DraftKings Enters the Sports Gambling World
DraftKings quickly capitalized on the legal betting market by launching in New Jersey. In doing so, they became the first legal mobile sportsbook in the Garden State.
The DFS giant proved to have a knack for sports gambling by quickly excelling to the top of the NJ market.
Their first-mover advantage helped them earn the most revenue throughout the first few months of regulation.
FanDuel has since caught up to DraftKings and even surpassed them in some states. Nevertheless, DraftKings is still shining.

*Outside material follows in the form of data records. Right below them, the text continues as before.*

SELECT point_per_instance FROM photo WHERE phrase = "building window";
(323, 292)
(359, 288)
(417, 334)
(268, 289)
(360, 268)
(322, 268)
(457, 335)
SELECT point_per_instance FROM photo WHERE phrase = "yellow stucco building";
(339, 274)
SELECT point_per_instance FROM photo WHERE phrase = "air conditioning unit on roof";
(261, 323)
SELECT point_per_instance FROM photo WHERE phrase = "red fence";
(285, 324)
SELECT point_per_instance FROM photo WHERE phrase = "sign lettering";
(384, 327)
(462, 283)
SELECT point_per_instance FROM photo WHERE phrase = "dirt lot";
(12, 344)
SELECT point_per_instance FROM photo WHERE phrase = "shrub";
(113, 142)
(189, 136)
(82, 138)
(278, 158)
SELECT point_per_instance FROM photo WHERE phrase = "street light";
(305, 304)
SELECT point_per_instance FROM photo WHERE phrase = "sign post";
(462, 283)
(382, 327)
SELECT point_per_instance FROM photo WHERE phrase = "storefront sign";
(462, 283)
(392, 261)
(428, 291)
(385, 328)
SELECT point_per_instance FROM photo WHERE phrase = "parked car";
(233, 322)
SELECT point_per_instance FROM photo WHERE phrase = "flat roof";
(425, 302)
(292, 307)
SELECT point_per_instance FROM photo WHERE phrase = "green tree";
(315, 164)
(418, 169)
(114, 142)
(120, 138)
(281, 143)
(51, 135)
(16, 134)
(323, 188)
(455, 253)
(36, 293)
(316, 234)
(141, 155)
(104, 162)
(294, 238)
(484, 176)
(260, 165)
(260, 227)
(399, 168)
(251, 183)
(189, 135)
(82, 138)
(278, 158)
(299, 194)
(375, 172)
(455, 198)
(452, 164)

Furthermore, they weren’t purchased by a big European bookmaker like FanDuel (Paddy Power Betfair) to get them into the sports betting market. They’ve instead navigated that field with their existing crew.

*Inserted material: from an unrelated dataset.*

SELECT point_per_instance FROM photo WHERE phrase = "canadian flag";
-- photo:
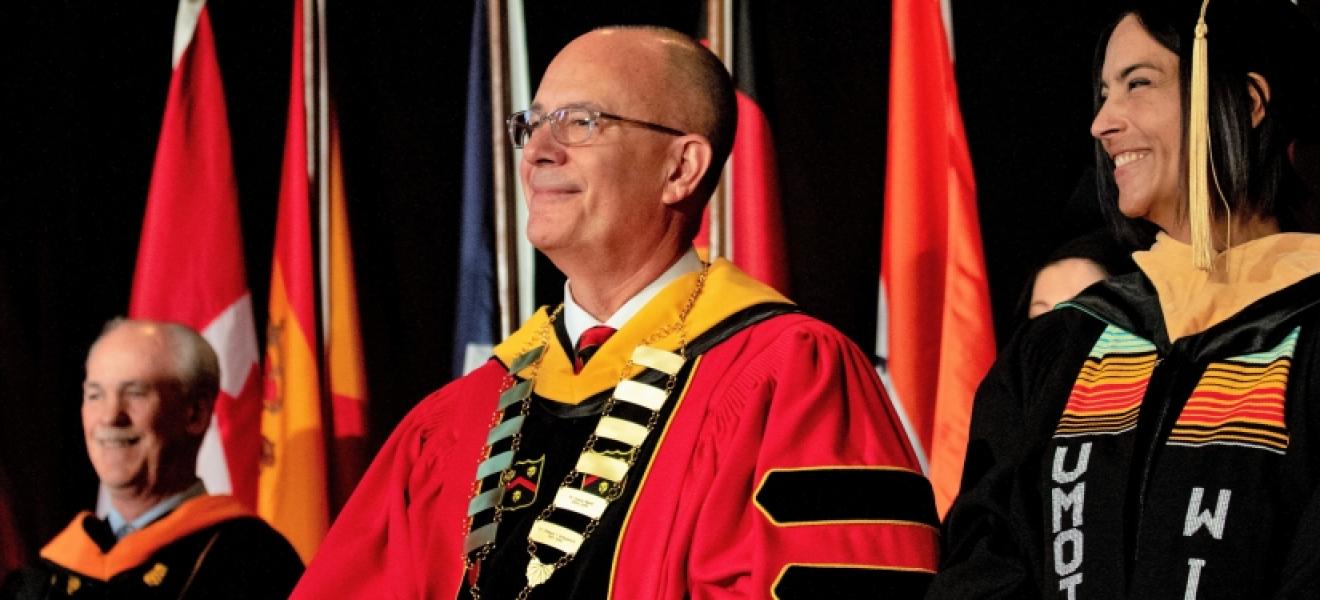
(190, 257)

DraftKings continues to expand into other states.
They now operate mobile betting sites in:
- New Hampshire
- West Virginia
They also offer retail sports betting in:
- New York
Sports Betting Is Now Everything for DraftKings
DraftKings has defied the odds by becoming a huge daily fantasy and sports betting site. Launching from a Massachusetts home, they’ve become one of the top US online sportsbooks in the early going.
Many will continue to see DraftKings as a daily fantasy site into the foreseeable future.
However, they’ll gradually build their sports gambling reputation as they move into more states.
Speaking of which, New Jersey is the only market that’s even close to being mature. US sports gambling offers a lot more potential than it’s currently showing.
Over 40 states still have yet to approve mobile betting, which is DraftKings’ specialty. The future looks bright for them with regard to sports wagering.
The daily fantasy sports industry certainly isn’t as lucrative as it was five years ago. But DraftKings has done an excellent job of pivoting into a new venture.
DraftKings has not only entered the sports betting world but also become one of its key operators.
They’re doing quite well in New Jersey and are laying the foundation in other states too.
The US sports betting market is expected to deliver over $5 billion in revenue to operators by 2023. DraftKings is currently positioned well to grab a nice slice of this pie.